Fentanyl overdoses jumped 27 percent in 2017 in Maine, pushing drug overdose deaths up from 378 in 2016 to 418 in 2017. Mills also noted an increase in deaths connected to carfentanil — an analog or synthetic version of fentanyl roughly 10,000 times more powerful than morphine. The substance is typically used as an elephant tranquilizer.

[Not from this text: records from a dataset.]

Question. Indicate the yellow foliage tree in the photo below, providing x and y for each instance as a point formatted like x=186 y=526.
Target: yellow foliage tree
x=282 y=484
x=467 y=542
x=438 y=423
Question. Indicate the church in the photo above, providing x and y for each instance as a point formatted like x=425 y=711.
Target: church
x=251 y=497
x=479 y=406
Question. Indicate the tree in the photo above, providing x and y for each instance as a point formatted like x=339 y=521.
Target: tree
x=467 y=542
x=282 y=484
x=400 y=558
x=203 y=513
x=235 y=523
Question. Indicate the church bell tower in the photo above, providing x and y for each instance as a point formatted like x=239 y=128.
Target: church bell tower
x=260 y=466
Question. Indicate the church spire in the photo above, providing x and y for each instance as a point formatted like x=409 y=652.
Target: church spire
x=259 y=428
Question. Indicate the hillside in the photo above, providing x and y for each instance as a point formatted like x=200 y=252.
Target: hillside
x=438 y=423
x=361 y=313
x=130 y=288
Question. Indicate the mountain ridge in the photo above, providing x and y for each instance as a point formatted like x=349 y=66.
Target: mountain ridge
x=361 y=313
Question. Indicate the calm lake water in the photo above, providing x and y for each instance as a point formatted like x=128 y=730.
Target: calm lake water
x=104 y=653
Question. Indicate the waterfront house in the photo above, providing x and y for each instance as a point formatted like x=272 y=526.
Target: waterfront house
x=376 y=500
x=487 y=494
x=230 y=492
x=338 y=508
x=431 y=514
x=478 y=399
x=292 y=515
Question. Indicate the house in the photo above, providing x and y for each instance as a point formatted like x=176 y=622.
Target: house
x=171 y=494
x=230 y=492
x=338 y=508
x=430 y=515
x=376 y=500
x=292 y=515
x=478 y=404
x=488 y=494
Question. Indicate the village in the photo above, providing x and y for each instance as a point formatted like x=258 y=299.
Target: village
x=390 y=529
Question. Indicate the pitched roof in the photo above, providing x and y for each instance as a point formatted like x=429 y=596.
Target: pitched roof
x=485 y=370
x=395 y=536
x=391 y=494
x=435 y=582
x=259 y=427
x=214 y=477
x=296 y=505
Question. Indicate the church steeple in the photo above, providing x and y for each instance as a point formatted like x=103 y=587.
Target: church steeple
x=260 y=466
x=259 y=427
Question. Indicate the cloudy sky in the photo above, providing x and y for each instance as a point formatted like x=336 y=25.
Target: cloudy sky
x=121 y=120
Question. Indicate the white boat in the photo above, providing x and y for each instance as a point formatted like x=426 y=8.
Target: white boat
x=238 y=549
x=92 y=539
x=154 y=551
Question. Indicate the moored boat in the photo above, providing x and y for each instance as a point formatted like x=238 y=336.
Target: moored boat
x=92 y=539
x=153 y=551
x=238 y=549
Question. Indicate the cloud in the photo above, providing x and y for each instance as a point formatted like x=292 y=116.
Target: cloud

“Fentanyl has invaded our state, killing 247 people last year alone,” Mills said, according to Sea Coast Online. “Five of these deaths were due to the lethal drug, carfentanil. When people ingest this powerful powder, they often believe it is heroin and have been told its heroin. The equivalent of a few grains of fentanyl can take your life. It is so dangerous that the federal DEA has warned police and public-safety personnel to guard against exposure to fumes from fentanyl powder.”
Fentanyl is blamed as the primary driver of the addiction crisis and rising overdose deaths across the country. Dealers increasingly cut the substance into heroin and cocaine supplies to maximize profits.
Fentanyl continues to pour into the country due to the relentless efforts of drug cartels trying to take advantage of America’s debilitating opioid epidemic. The substance is primarily manufactured in China and is either shipped to cartels before being smuggled across the border or sent directly to dealers in America through the U.S. Postal Service.
Fentanyl overtook heroin as the U.S.’s deadliest substance in 2016, claiming 19,413 lives, according to the Centers for Disease Control and Prevention.
Nationally, drug overdoses are now the leading cause of accidental death for Americans under age 50, killing more than 64,000 people in 2016.